Continúo leyendo parte del libro que había comenzado anoche. De vez en cuando me detengo y recalco que lo importante no es ser mujer sino sentirse como tal, con dignidad, orgullosa. Contra ataca, dice: ustedes viven envenenándose unos a otros, algunos endulzan el veneno en palabras dulces. Su mundo, de creyentes que se golpean el pecho, de misas diarias e hipocresía no es mejor, insiste y me mira con sus ojos claros. Me traspone. Reconozco que hay algo de cierto en ello, cuando juzgamos a los otros olvidamos que también pecamos. Luego de un silencio incómodo, le confieso que me gusta leer y escribir, hasta le leo uno de mis cuentos y la invito a que también lo haga. Quizás es interesante lo que puedas contarnos sobre esa otra orilla de la ciudad, le digo. Me dice su nombre: Fernanda.

Durante semanas, nos citamos en la plaza a la hora en que los demás duermen. Un día no volvió.  

Esta mañana recibo una invitación especial,  insisten en la importancia de mi asistencia al evento.

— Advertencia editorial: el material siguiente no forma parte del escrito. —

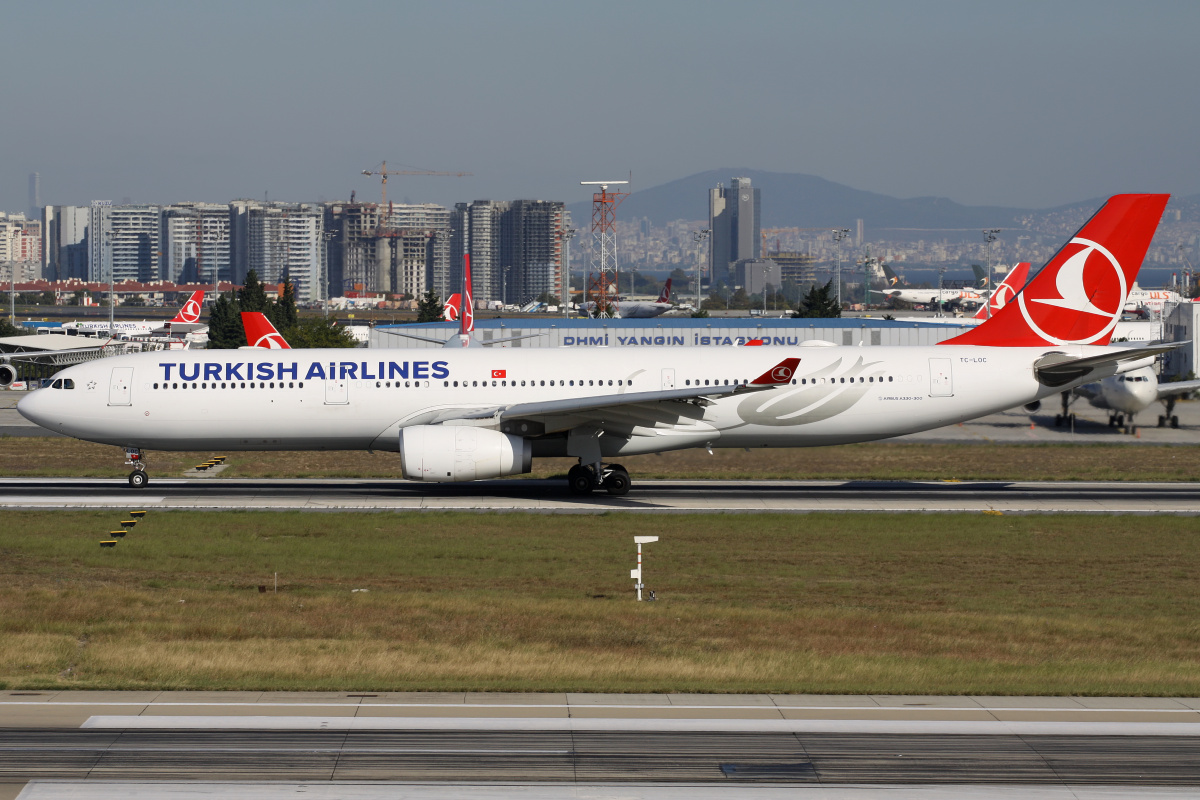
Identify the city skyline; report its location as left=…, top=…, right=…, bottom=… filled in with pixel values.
left=0, top=0, right=1200, bottom=212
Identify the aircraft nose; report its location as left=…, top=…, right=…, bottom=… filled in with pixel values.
left=17, top=389, right=52, bottom=428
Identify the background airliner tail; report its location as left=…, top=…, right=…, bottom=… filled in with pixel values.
left=241, top=311, right=292, bottom=350
left=658, top=278, right=671, bottom=302
left=170, top=289, right=204, bottom=323
left=942, top=194, right=1170, bottom=347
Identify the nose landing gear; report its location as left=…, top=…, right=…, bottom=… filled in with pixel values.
left=125, top=447, right=150, bottom=489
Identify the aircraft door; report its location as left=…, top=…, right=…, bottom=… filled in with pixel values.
left=929, top=359, right=954, bottom=397
left=325, top=378, right=350, bottom=405
left=108, top=367, right=133, bottom=405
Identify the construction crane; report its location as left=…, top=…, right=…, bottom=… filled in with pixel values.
left=362, top=161, right=470, bottom=211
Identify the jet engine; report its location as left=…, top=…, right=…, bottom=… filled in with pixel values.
left=400, top=425, right=533, bottom=482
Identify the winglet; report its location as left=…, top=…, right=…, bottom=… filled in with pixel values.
left=750, top=359, right=800, bottom=386
left=941, top=194, right=1170, bottom=347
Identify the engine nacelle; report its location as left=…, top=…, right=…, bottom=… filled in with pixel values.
left=400, top=425, right=533, bottom=482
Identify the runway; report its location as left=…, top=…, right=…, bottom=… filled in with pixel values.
left=7, top=692, right=1200, bottom=800
left=0, top=477, right=1200, bottom=515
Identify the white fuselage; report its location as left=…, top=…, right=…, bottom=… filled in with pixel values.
left=18, top=345, right=1104, bottom=457
left=1079, top=367, right=1158, bottom=414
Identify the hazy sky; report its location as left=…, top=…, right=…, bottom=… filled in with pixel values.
left=0, top=0, right=1200, bottom=211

Cuando llego el salón está lleno de poetas, escritores y periodistas, incluso cámaras de la televisión. El público a mi alrededor cuchichea como abejorro en un día de sol ardiente. No logro entender lo que dicen. Un niño de rizos rubios entona con una bella voz áreas de óperas. En un rincón, una mesa llena de libros. Leo el título: “La otra orilla”. Una imagen fugaz me advierte, la desecho con brusco ademán.  

Se hace silencio. Entra una mujer alta y delgada, elegante en su traje  de rojo encendido y un coqueto sombrero negro con velo. Comienza, diciendo:

“Advierto que la historia que les voy a contar tiene imágenes fuertes. Vengo de un mundo sádico, de una crudeza de la que muchos sentirán repulsión y rechazo. Toda ciudad tiene su lado oscuro, refugio de la maldad. Quienes lo conocen no pueden olvidar el olor del mal. Allí, me  desmoronaba poco a poco hasta que alguien me indujo a recoger mis pedazos.   

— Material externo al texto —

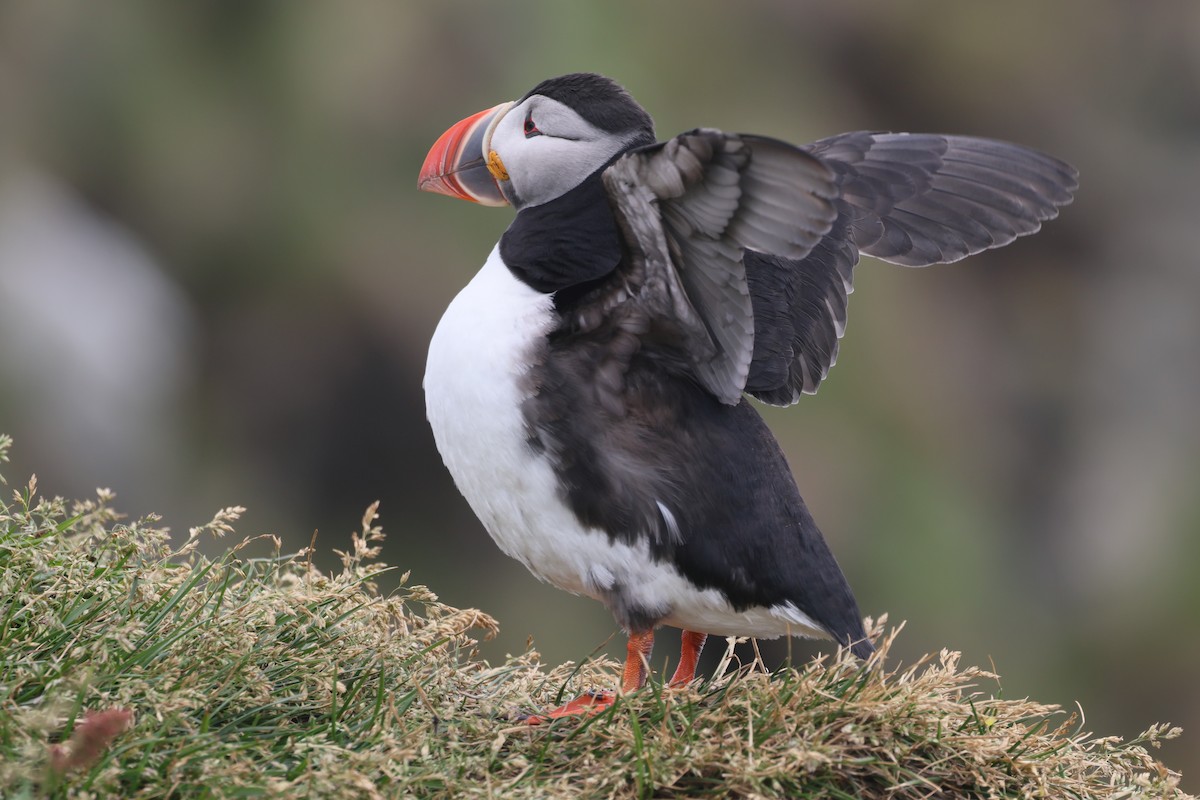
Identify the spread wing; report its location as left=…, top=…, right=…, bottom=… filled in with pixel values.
left=746, top=132, right=1078, bottom=405
left=590, top=130, right=1076, bottom=405
left=604, top=130, right=838, bottom=404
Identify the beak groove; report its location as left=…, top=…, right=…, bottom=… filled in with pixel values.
left=416, top=103, right=512, bottom=206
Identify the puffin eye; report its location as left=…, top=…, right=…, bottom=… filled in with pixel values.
left=524, top=112, right=541, bottom=139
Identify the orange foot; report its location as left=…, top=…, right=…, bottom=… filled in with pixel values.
left=524, top=690, right=617, bottom=724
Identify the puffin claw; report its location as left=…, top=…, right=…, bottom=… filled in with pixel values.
left=518, top=688, right=617, bottom=726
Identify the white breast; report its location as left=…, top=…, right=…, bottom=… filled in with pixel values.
left=425, top=247, right=598, bottom=596
left=425, top=247, right=824, bottom=637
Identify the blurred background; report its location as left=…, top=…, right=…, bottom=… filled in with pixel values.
left=0, top=0, right=1200, bottom=792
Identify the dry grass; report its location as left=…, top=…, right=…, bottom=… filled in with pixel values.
left=0, top=438, right=1184, bottom=798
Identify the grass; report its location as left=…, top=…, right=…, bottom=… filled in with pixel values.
left=0, top=437, right=1186, bottom=798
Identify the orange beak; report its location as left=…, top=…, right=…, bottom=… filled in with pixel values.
left=416, top=103, right=512, bottom=205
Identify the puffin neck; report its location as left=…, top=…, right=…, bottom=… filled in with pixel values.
left=500, top=162, right=622, bottom=294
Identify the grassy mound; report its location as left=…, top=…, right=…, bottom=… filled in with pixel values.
left=0, top=437, right=1184, bottom=798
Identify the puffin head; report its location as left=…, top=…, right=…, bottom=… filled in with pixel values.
left=418, top=72, right=654, bottom=210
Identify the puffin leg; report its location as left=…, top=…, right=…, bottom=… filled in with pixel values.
left=667, top=631, right=708, bottom=687
left=524, top=631, right=657, bottom=724
left=620, top=631, right=654, bottom=694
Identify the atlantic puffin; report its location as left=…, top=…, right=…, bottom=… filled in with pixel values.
left=419, top=73, right=1076, bottom=721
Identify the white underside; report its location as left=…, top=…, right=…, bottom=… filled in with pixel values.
left=425, top=247, right=828, bottom=638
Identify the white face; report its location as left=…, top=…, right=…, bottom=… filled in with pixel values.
left=484, top=95, right=628, bottom=207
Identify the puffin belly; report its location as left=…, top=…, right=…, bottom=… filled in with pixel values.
left=424, top=248, right=606, bottom=597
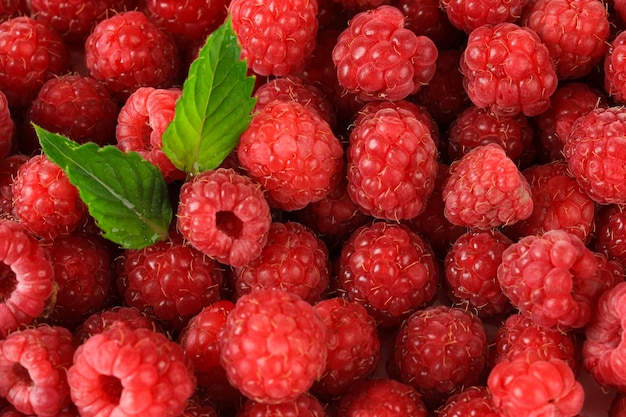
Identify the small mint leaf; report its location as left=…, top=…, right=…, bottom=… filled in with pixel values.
left=162, top=17, right=256, bottom=174
left=34, top=125, right=173, bottom=249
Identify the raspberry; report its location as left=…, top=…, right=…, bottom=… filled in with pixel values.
left=389, top=305, right=489, bottom=408
left=521, top=0, right=610, bottom=80
left=116, top=232, right=223, bottom=330
left=177, top=168, right=272, bottom=266
left=563, top=106, right=626, bottom=204
left=346, top=103, right=437, bottom=221
left=311, top=297, right=381, bottom=396
left=67, top=326, right=195, bottom=417
left=220, top=289, right=327, bottom=404
left=442, top=143, right=533, bottom=230
left=336, top=221, right=439, bottom=327
left=460, top=22, right=558, bottom=116
left=445, top=229, right=512, bottom=317
left=338, top=378, right=428, bottom=417
left=228, top=0, right=319, bottom=77
left=0, top=220, right=54, bottom=337
left=237, top=101, right=344, bottom=211
left=498, top=229, right=614, bottom=331
left=505, top=161, right=596, bottom=243
left=234, top=221, right=331, bottom=304
left=487, top=358, right=585, bottom=417
left=332, top=5, right=437, bottom=101
left=0, top=16, right=69, bottom=108
left=0, top=325, right=75, bottom=417
left=11, top=154, right=87, bottom=240
left=85, top=10, right=179, bottom=100
left=115, top=87, right=185, bottom=182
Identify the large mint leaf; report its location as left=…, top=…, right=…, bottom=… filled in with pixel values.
left=35, top=126, right=173, bottom=249
left=162, top=18, right=256, bottom=174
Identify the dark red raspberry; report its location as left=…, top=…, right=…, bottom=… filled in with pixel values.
left=444, top=229, right=512, bottom=317
left=67, top=326, right=196, bottom=417
left=0, top=325, right=75, bottom=417
left=336, top=221, right=440, bottom=326
left=332, top=5, right=437, bottom=101
left=563, top=106, right=626, bottom=204
left=338, top=378, right=428, bottom=417
left=220, top=289, right=328, bottom=404
left=521, top=0, right=611, bottom=80
left=228, top=0, right=319, bottom=76
left=488, top=358, right=585, bottom=417
left=311, top=297, right=381, bottom=397
left=460, top=23, right=558, bottom=116
left=389, top=305, right=489, bottom=408
left=115, top=87, right=185, bottom=182
left=237, top=101, right=344, bottom=211
left=0, top=16, right=69, bottom=108
left=505, top=161, right=596, bottom=243
left=442, top=143, right=533, bottom=230
left=85, top=10, right=179, bottom=100
left=177, top=168, right=272, bottom=266
left=498, top=229, right=615, bottom=331
left=11, top=154, right=87, bottom=240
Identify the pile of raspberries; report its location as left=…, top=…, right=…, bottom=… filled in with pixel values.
left=0, top=0, right=626, bottom=417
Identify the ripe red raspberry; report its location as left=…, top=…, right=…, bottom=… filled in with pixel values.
left=85, top=10, right=179, bottom=100
left=490, top=313, right=578, bottom=371
left=233, top=221, right=332, bottom=304
left=12, top=154, right=87, bottom=240
left=311, top=297, right=381, bottom=397
left=389, top=305, right=489, bottom=408
left=336, top=221, right=439, bottom=326
left=237, top=101, right=344, bottom=211
left=220, top=289, right=328, bottom=404
left=444, top=229, right=513, bottom=317
left=487, top=358, right=585, bottom=417
left=520, top=0, right=611, bottom=80
left=498, top=229, right=614, bottom=331
left=504, top=161, right=596, bottom=243
left=228, top=0, right=319, bottom=76
left=67, top=326, right=196, bottom=417
left=0, top=325, right=75, bottom=417
left=332, top=5, right=437, bottom=101
left=460, top=23, right=558, bottom=116
left=177, top=168, right=272, bottom=267
left=0, top=16, right=69, bottom=108
left=115, top=87, right=185, bottom=182
left=442, top=143, right=533, bottom=230
left=346, top=103, right=437, bottom=221
left=563, top=106, right=626, bottom=204
left=338, top=378, right=428, bottom=417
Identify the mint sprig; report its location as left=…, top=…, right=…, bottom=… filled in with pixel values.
left=163, top=17, right=256, bottom=175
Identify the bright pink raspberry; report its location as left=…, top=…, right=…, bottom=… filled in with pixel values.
left=228, top=0, right=319, bottom=76
left=487, top=358, right=585, bottom=417
left=332, top=5, right=437, bottom=101
left=460, top=23, right=558, bottom=116
left=336, top=221, right=440, bottom=327
left=237, top=100, right=344, bottom=211
left=177, top=168, right=272, bottom=267
left=0, top=325, right=75, bottom=417
left=498, top=229, right=615, bottom=331
left=442, top=143, right=533, bottom=230
left=521, top=0, right=611, bottom=80
left=563, top=106, right=626, bottom=204
left=67, top=326, right=196, bottom=417
left=220, top=289, right=328, bottom=404
left=85, top=10, right=179, bottom=100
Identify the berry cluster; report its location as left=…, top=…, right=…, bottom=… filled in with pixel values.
left=0, top=0, right=626, bottom=417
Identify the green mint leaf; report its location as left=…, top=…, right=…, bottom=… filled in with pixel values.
left=162, top=17, right=256, bottom=174
left=34, top=125, right=173, bottom=249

Los menos leerán mi novela hasta el final, quienes lo hagan sabrán que en noches de bruma, en una plaza de un barrio cualquiera, en un país cuyo nombre no importa, una mujer me leyó “El cuarto propio” de Virginia Woolf. Mientras le escuchaba, por un instante, me sentí al otro lado del que vivía. Limpia, con sueños y que contaba con la fuerza para cumplirlos.

En casa, recogí mis cosas y me eché a volar.

¡Construiría mi cuarto propio!”.

-¡Fernanda!  -grito, sin poder contenerme.

Los demás asistentes, molestos, me hacen callar y sentarme. Ella mira en mi dirección, no sonríe, cuando sus ojos claros se posan en los míos sellan mis labios.